What exactly should a foreigner do, if his obligor is a state enterprise on the territory of Ukraine
Ukraine, after obtaining independence in 1991, has took the path of development of market economy. However, the influence of the former communist party official clerks had been so great that many of economic reforms were not put into action. Also, people with title of “red director” (person who been a manager in time of existing of Soviet Union state) were not interested in economic reforms, they put all forces to oppose the privatization of their companies to continue the usage of state entities in their own purposes. There are still a lot of state enterprises in Ukraine, as a result of those cases. The name state enterprise, in the broadest sense of the word, refers to a large range of entities: unitary enterprises, public enterprises, commercial enterprises with a share of the Ukrainian government in the authorized capital of more than 50%, municipal enterprises. These state enterprises have so broad and diverse sphere of activities, that it can be a state enterprise-monopolist with multibillion turnovers, such as “Naftogaz Ukraine”, and a small local company with minimum turnover like tens of thousands euro per year.

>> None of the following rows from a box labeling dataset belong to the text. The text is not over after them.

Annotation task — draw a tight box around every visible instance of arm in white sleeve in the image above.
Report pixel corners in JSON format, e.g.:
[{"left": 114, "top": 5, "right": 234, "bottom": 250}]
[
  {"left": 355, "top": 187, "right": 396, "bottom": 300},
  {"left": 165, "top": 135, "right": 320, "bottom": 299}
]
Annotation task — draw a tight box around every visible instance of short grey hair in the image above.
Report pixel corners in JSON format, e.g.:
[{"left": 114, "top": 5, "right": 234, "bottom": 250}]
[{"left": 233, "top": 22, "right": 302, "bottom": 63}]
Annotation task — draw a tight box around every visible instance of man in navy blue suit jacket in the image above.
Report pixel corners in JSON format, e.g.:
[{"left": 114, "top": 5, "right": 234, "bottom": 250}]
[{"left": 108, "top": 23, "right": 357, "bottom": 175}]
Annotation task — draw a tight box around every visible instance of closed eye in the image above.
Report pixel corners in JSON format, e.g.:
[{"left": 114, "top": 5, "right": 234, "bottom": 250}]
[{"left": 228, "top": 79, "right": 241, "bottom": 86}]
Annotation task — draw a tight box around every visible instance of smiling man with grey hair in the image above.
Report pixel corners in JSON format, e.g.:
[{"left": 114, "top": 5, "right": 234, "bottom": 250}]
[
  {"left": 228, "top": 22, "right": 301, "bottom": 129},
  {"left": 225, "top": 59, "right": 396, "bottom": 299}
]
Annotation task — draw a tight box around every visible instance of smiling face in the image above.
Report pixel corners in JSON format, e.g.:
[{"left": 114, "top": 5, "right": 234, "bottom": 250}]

Many of state enterprises provided international economic activities, such as buying some equipment abroad, borrowing from foreign bank institutions and investment companies, ordering work or services. Due to the nature of its management of state enterprises, they really are not fair and binding payers on their debts, and as a result foreign contractors have to go to courts or arbitrations to protect their legitimate rights and interests. And even with the decision of the competent Ukrainian court or tribunal, foreign contractor sometimes cannot receive appropriate monetary satisfaction. There are a few reasons for it: a debtor has no property, improper work of state executive body, which obligates for execution of court decisions, putting this entity in the lists of not possible to privatization (in this case, we cannot inflict a punishment upon the debtor’s property, even in bankruptcy proceedings), etc .
All factors of this situation belongs to the inability of the state of Ukraine to ensure observance of an Article 6 (Right to a fair trial), Article 13 (Right to an effective remedy) and Article 1 of the First Protocol to the Convention for the Protection of Human Rights and Fundamental Freedoms. So, foreign contractors can expect for protection of their rights and legitimate interests in the European Court of Human Rights (“ECHR”). While the adjudgment proceeding in the ECHR takes a long time, we cannot discard such way to protect the rights and interests.
Ukraine belongs to five countries with the highest number of complaints to the ECHR, that’s why Ukrainian lawyers have extensive experience in drawing up such complaints and further their support in the ECHR. Moreover, Ukrainian lawyers are ready to accompany the case to the ECHR concerning the non-enforcement of Ukrainian court’s decisions on debt payments by state enterprises (unitary, public, municipal enterprises, enterprises with the state share in the authorized capital of more than 50%) under the conditions of the success fee, in other words, lawyers will get a remuneration only in cases of success. This approach allows foreign contractors to begin defense of their rights with minimum cash expenditures and because of this such conditions are very interesting.
Separately, I want to say about the existence of other effective instrument to protect the rights and legitimate interests of foreign investors in Ukraine. This is the Convention on the Settlement of Investment Disputes between States and Nationals of other States. Ukraine is a participant of it. According to the Convention, It was established the International Centre for Settlement of Investment Disputes (ICSID, Washington), which considered investment disputes between Contracting States and natural or legal persons of other Contracting States. Not every foreign entity or person with the right to seek a debt from Ukrainian entities (private or state, it doesn’t matter) can take advantage of this legal instrument, but only those individuals whose injections in Ukraine’s economy shows real investment, not trade or financial transactions. It does not matter whether investments have been injected to private or state sector of the economy; the protection includes both of them. This method of protection of foreign investments is not popular among investors due to certain legal complications and expensive of procedures, but there is a tendency to increase protection of foreign investment exactly in such a way. It is due to the fact that the ICSID is generally accepted international institution for Investment Disputes, whose authority is supported by the International Monetary Fund.
Summing up, we can say that if you are a foreign company and your obligor is a state enterprise in Ukraine, you have already used all legal methods of debt collection, it is necessary to use available procedures and possibilities to defend your interests in international courts.